# Advanced RAG with temporal filters using LlamaIndex and KDB.AI vector store

##### Note: This example requires a KDB.AI endpoint and API key. Sign up for a free [KDB.AI account](https://kdb.ai/get-started).

> [KDB.AI](https://kdb.ai/) is a powerful knowledge-based vector database and search engine that allows you to build scalable, reliable AI applications, using real-time data, by providing advanced search, recommendation and personalization.

This example demonstrates how to use KDB.AI to run semantic search, summarization and analysis of financial regulations around some specific moment in time.

To access your end point and API keys, sign up to KDB.AI here.

To set up your development environment, follow the instructions on the KDB.AI pre-requisites page.

The following examples demonstrate some of the ways you can interact with KDB.AI through LlamaIndex.

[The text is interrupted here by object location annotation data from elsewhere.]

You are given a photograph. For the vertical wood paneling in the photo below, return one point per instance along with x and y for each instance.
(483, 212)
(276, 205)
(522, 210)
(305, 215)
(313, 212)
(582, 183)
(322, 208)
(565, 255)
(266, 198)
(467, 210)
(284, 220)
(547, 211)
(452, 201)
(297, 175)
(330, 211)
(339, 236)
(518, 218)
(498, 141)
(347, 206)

## Install dependencies with Pip

In order to successfully run this sample, note the following steps depending on where you are running this notebook:

-***Run Locally / Private Environment:*** The [Setup](https://github.com/KxSystems/kdbai-samples/blob/main/README.md#setup) steps in the repository's `README.md` will guide you on prerequisites and how to run this with Jupyter.


-***Colab / Hosted Environment:*** Open this notebook in Colab and run through the cells.

In [None]:
!pip install llama-index llama-index-llms-openai llama-index-embeddings-openai llama-index-readers-file llama-index-vector-stores-kdbai
!pip install kdbai_client pandas

## Import dependencies

In [2]:
from getpass import getpass
import re
import os
import shutil
import time
import urllib

import pandas as pd

from llama_index.core import (
    Settings,
    SimpleDirectoryReader,
    StorageContext,
    VectorStoreIndex,
)
from llama_index.core.node_parser import SentenceSplitter
from llama_index.core.retrievers import VectorIndexRetriever
from llama_index.embeddings.openai import OpenAIEmbedding
from llama_index.llms.openai import OpenAI
from llama_index.vector_stores.kdbai import KDBAIVectorStore

import kdbai_client as kdbai

OUTDIR = "pdf"
RESET = True


#### Set OpenAI API key and choose the LLM and Embedding model to use:

In [3]:
#os.environ["OPENAI_API_KEY"] = getpass("OpenAI API key: ")
os.environ["OPENAI_API_KEY"] = (
    os.environ["OPENAI_API_KEY"]
    if "OPENAI_API_KEY" in os.environ
    else getpass("OpenAI API Key: ")
)

OpenAI API Key: ··········


In [4]:
EMBEDDING_MODEL  = "text-embedding-3-small"
GENERATION_MODEL = 'gpt-3.5-turbo'
#GENERATION_MODEL = "gpt-4o" # Expensive !!!

llm = OpenAI(model=GENERATION_MODEL)
embed_model = OpenAIEmbedding(model=EMBEDDING_MODEL)

Settings.llm = llm
Settings.embed_model = embed_model


## Create KDB.AI session and table

In [5]:
# vector DB imports
import os
from getpass import getpass
import kdbai_client as kdbai
import time

##### Option 1. KDB.AI Cloud

To use KDB.AI Cloud, you will need two session details - a URL endpoint and an API key.
To get these you can sign up for free [here](https://trykdb.kx.com/kdbai/signup).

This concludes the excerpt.